The redemption price per for Class P shares purchased in the Private Offering will depend on the length of time such stockholders have held such shares as follows (in each case, as adjusted for any stock dividends, combinations, splits, recapitalizations and the like with respect to our common stock):

after one year from the purchase date — 90.0% of the Redemption Amount (as defined below);
after two years from the purchase date — 92.5% of the Redemption Amount;
after three years from the purchase date — 95.0% of the Redemption Amount; and
after four years from the purchase date — 100% of the Redemption Amount.

At any time we are engaged in an offering of Class P shares, the Redemption Amount for Class P shares purchased under the share redemption program will always be equal to or lower than the applicable per share offering price for such Class P shares. As long as we are engaged in an offering of Class P shares, the Redemption Amount shall be the lesser of the amount such stockholders paid for their Shares or the price per share in the offering. If we are no longer engaged in an offering of Class P shares, the per Share Redemption Amount will be determined by our board of directors.

Our board of directors may amend, suspend or terminate the share redemption program with 30 days’ notice to our stockholders. We may provide this notice by including such information in a Current Report on Form 8-K or in our annual or quarterly reports, all publicly filed with the SEC, or by a separate mailing to our stockholders.
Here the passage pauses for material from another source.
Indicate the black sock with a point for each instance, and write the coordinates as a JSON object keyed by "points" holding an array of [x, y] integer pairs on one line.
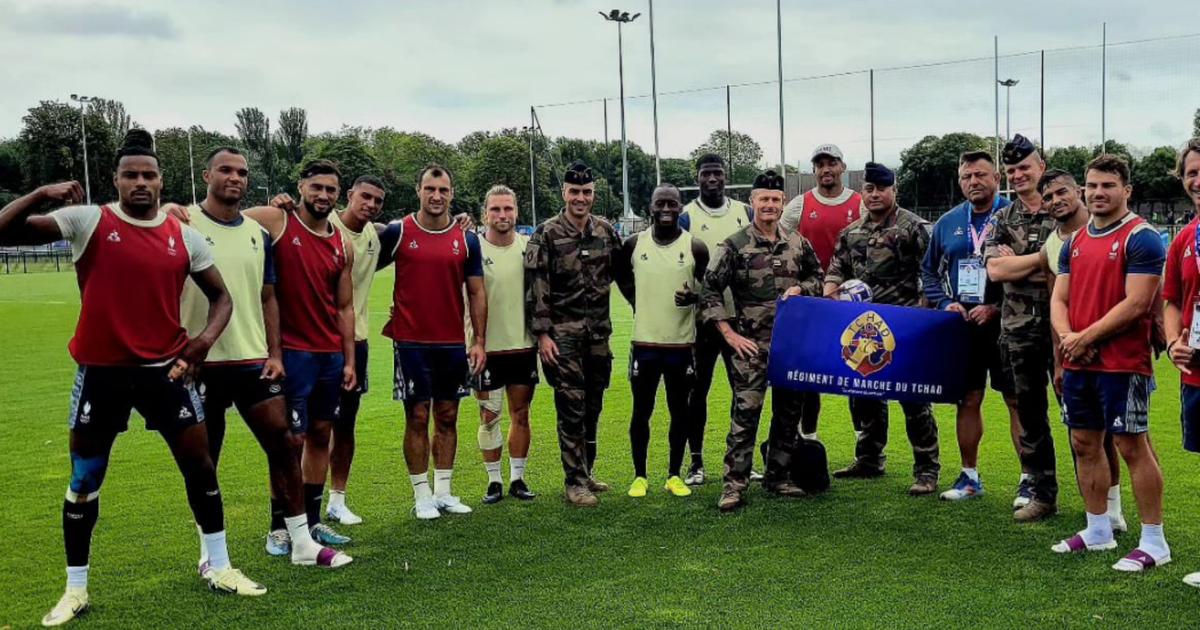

There are several limitations on our ability to redeem shares under the share redemption program, including, but not limited to:

Unless the shares are being redeemed in connection with a stockholder’s death, “qualifying disability” (as defined under the share redemption program) or bankruptcy, we may not redeem shares until the stockholder has held his or her shares for one year.
During any calendar year, we will not redeem in excess of 5% of the weighted-average number of shares outstanding during the prior calendar year.
The cash available for redemption is limited to the proceeds from the sale of shares pursuant to our distribution reinvestment plan.
We have no obligation to redeem shares if the redemption would violate the restrictions on distributions under Maryland law, which prohibits distributions that would cause a corporation to fail to meet statutory tests of solvency.

For the six months ended June 30, 2024 we received redemption requests totaling approximately $1.2 million. Approximately 0.8 million was fulfilled during the six months ended June 30, 2024 and the remaining approximately $0.4 million was included in accounts payable and accrued liabilities as of June 30, 2024, and fulfilled in July 2024. For the six months ended June 30, 2023 we received redemption requests totaling approximately $0.2 million. Approximately $0.2 million was included in accounts payable and accrued liabilities as of June 30, 2023, and fulfilled in July 2023.

Operating Partnership Redemption Rights

The limited partners of our Operating Partnership have the right to cause our Operating Partnership to redeem their limited partnership units for cash equal to the value of an equivalent number of our shares, or, at our option, we may purchase their limited partnership units by issuing one share of our common stock for each limited partnership unit redeemed. These rights may not be exercised under certain circumstances that could cause us to lose our REIT election. Furthermore, limited partners may exercise their redemption rights only after their limited partnership units have been outstanding for one year. SSA and SmartStop OP are prohibited from exchanging or otherwise transferring units representing $202,000 of the initial investments in our Operating Partnership so long as our Advisor is acting as our Advisor pursuant to our Advisory Agreement.

Other Contingencies

From time to time, we are party to legal proceedings that arise in the ordinary course of our business. We are not aware of any legal proceedings of which the outcome is reasonably likely to have a material adverse effect on our results of operations or financial condition, nor are we aware of any such legal proceedings contemplated by governmental authorities.